For the Genoise:
Lightly spray sheet pan with oil spray, top with parchment paper, lightly spray paper as well and set aside.
In a standing mixer, beat eggs, sugar and vanilla, on high, until light and fluffy, a light yellow color, and voluminous. Set mixer speed to lowest setting, and slowly add flour, mixing just until blended. Remove bowl from mixer, and using a spatula lightly mix batter, making sure to scrape bottom to incorporate all flour.
Spread batter evenly in half sheet pan with a light touch so as not to lose volume. Bake for 15 to 20 minutes or until center springs back when lightly touched. Set aside and let cool. Can be made up to 2 days ahead.
For the Tiramisu Cream:
On a double boiler set to medium heat, beat the egg yolks with 8 ounces of the sugar, the espresso and the vanilla extract until light yellow in color and fluffy.

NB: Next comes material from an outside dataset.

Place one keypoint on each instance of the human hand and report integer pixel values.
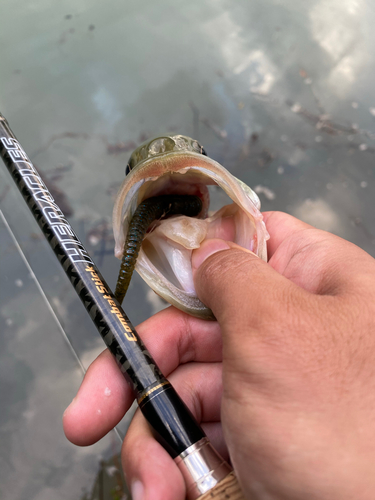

Remove from the heat and add mascarpone in small quantities, making sure each addition is fully incorporated.
Meanwhile, in a large clean bowl, beat the egg whites with half the remaining sugar until ribbons form, then add the remaining sugar, and beat until stiff. Fold into the mascarpone mixture, slowly so as not to lose volume. Cover with plastic wrap and refrigerate overnight to fully set.
To assemble the Tiramisu:
Cut cake using trifle dish or your favorite bowl as a template. Spoon 1/3 of the mascarpone mixture into bottom of dish. Brush top of cake with espresso, flip, brush bottom, place in dish. Add 1/3 of remaining mascarpone. Brush second cake with espresso, flip, brush bottom, place in dish. Cover with remaining mascarpone mixture. Top with whipped cream, chocolate shavings, and dust with cocoa powder.